Fiat w swoich hybrydach postanowił zastosować nowy, wolnossący silnik 3-cylindrowy 1.0 z rodziny FireFly, który generuje 70 KM oraz 92 Nm maksymalnego momentu obrotowego. Bezpośrednio na silniku zamontowany jest 12-woltowy system BSG (moduł rozrusznika i alternatora), obsługiwany przez pasek, napędzający mechanizmy pomocnicze. Dzięki niemu możliwe jest także odzyskanie energii podczas wytracania prędkości i hamowania, która magazynowana jest w akumulatorze o pojemności 11 Ah. Ten z kolei umieszczony jest pod fotelem kierowcy.
Zmagazynowana energia może być użyta z maksymalną mocą 3,6 kW do obsługi systemu start/stop, wspomagania przyspieszania lub podtrzymania "funkcji życiowych", gdy silnik nie pracuje. A ten może sam się wyłączyć nie tylko na postoju, ale już podczas hamowania, gdy prędkość obniży się do 30 km/h.

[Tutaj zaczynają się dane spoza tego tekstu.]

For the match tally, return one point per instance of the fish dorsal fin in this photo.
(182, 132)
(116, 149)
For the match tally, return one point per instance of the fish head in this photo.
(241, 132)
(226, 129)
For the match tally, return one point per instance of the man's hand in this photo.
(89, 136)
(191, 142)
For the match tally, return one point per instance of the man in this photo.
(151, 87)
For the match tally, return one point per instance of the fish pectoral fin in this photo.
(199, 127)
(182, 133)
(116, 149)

To nie koniec zmian. Silnik połączony jest z sześciobiegową, manualną skrzynią biegów (dotychczasowe 1.2 współpracowało z pięciobiegową przekładnią), która została zamontowana niżej, dzięki czemu udało się obniżyć środek ciężkości. Z kolei aluminiowy blok silnika sprawił, że jednostka waży zaledwie 77 kg.
Wszystkie te starania przyniosły efekty lepsze niż się tego spodziewałem. W porównaniu z silnikiem 1.2/69 KM 500 Hybrid emituje o 19 proc. mniej CO2 (spadek ze 109 na 88 g/km), natomiast Panda Hybrid – aż o 31 proc. mniej (spadek ze 130 do 89 g/km). Taki stan rzeczy sprawia, że Fiat nie będzie musiał płacić kar przy sprzedaży tych wersji swoich bestsellerów.

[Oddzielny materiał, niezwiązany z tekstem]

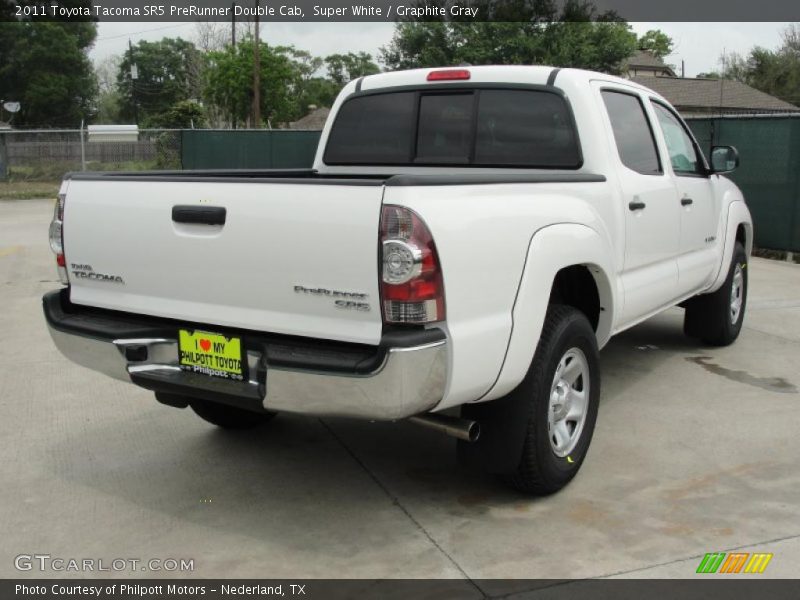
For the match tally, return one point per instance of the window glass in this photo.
(375, 129)
(513, 128)
(681, 150)
(522, 128)
(632, 133)
(445, 128)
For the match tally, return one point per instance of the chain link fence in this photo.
(45, 155)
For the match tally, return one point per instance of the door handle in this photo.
(202, 215)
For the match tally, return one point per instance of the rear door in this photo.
(290, 258)
(699, 207)
(652, 215)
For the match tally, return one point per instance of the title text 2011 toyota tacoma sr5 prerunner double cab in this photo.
(467, 237)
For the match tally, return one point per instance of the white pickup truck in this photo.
(467, 238)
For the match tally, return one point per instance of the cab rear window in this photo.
(472, 127)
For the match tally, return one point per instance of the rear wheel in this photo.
(717, 318)
(562, 390)
(229, 417)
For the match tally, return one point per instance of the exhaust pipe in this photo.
(463, 429)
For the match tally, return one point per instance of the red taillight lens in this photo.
(449, 75)
(57, 238)
(412, 289)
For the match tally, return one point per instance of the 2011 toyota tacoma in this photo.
(467, 238)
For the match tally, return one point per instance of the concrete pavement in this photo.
(695, 451)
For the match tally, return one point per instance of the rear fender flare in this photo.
(504, 420)
(738, 214)
(551, 249)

Chcesz oszczędności – zmień nawyki
Podczas krótkiego pobytu w Bolonii miałem okazję przyjrzeć się nowym produktom Fiata. Solidnie nakarmiony marketingową gadką po konferencji prasowej, pełen ciekawości, wsiadłem za kółko produkowanego w Polsce modelu 500. Pod względem ergonomicznym właściwie nie zmieniło się nic, dlatego pominę niektóre kwestie.
"Hybrid Launch Edition", która jako pierwsza zagości na rynku, wyróżnia się przede wszystkim specjalnie przygotowanym logo, które gości na słupku B. Odcień zieleni Dewdrop znajdziemy nie tylko na karoserii, ale także na elementach wnętrza. Co mi się bardzo spodobało, to tapicerka foteli. Nie chodzi o jej design, a o to, z czego jest zrobiona. Wykorzystano tu bowiem przędzę Seaqual Yarn, która uzyskiwana jest z plastiku z recyklingu. 10 proc. tego plastiku jest wyłowione z morza, pozostała część to surowiec zalegający na lądzie.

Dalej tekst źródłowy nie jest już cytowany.